View Full Version : UK's medical comparative-effectiveness studies

09-16-2009, 04:58 PM
Here is a link from a short editorial on it:
Link (http://www.nature.com/nature/journal/v461/n7262/full/461315b.html)

Here is the full article (Need Subscription):
Link (http://www.nature.com/news/2009/090916/full/461336a.html)

My question is, how is health care rationing dealt with now? How would it be dealt with under the different proposed plans? How would comparative cost/effectiveness studies be integrated into our future system?

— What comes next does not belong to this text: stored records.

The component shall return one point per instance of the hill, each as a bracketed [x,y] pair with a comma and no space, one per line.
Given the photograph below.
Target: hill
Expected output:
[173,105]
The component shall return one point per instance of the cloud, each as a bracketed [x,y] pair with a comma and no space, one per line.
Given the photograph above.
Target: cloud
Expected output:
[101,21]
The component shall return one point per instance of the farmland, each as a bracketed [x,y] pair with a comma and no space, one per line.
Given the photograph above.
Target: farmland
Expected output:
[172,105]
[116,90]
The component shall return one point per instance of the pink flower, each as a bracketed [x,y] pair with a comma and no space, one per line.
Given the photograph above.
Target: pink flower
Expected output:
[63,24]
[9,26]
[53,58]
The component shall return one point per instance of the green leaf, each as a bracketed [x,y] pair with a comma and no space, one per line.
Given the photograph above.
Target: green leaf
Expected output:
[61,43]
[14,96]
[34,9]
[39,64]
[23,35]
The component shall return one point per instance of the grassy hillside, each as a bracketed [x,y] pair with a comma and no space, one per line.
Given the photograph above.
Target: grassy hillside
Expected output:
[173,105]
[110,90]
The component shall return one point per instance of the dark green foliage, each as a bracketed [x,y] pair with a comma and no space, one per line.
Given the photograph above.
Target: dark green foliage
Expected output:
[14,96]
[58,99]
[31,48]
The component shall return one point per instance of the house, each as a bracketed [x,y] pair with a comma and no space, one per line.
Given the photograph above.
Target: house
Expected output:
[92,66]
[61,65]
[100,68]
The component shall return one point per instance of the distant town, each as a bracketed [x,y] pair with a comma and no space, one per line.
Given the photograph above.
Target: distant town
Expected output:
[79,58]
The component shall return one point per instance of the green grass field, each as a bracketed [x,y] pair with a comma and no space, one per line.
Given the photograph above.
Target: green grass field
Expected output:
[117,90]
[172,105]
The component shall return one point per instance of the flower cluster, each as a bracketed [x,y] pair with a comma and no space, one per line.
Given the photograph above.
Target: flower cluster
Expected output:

One part of it that caught my eye:

An immediate solution for the cancer drugs would be to bring down the cost of the drug. But NICE is not allowed to engage in direct debates with drug companies about the cost of their products, although there are various schemes that allow manufacturers who are keen to have their drug approved by NICE to offer 'discounts' to the NHS. Pfizer, for example, offered a deal in which the first cycle of sunitinib would be free to the NHS. NICE's chairman, Michael Rawlins, says it "gets up my nose a bit" when the agency is criticized for rationing when pharmaceutical companies escape criticism for their pricing

09-16-2009, 05:01 PM
How does all my previous questions relate to Medicare? Is Medicare allowed to bargain with the Pharmaceutical companies for lower prices, using the stick of not approving some procedure/drug if the private market does not work with them? If not, why are they not allowed to?

09-16-2009, 05:22 PM
i may be wrong...

but it think that medicare does not bargain, and is explicitly denied the ability to bargain by the medicare part D expansion under bush - it was a big debate, and the GOP won by getting that provision in.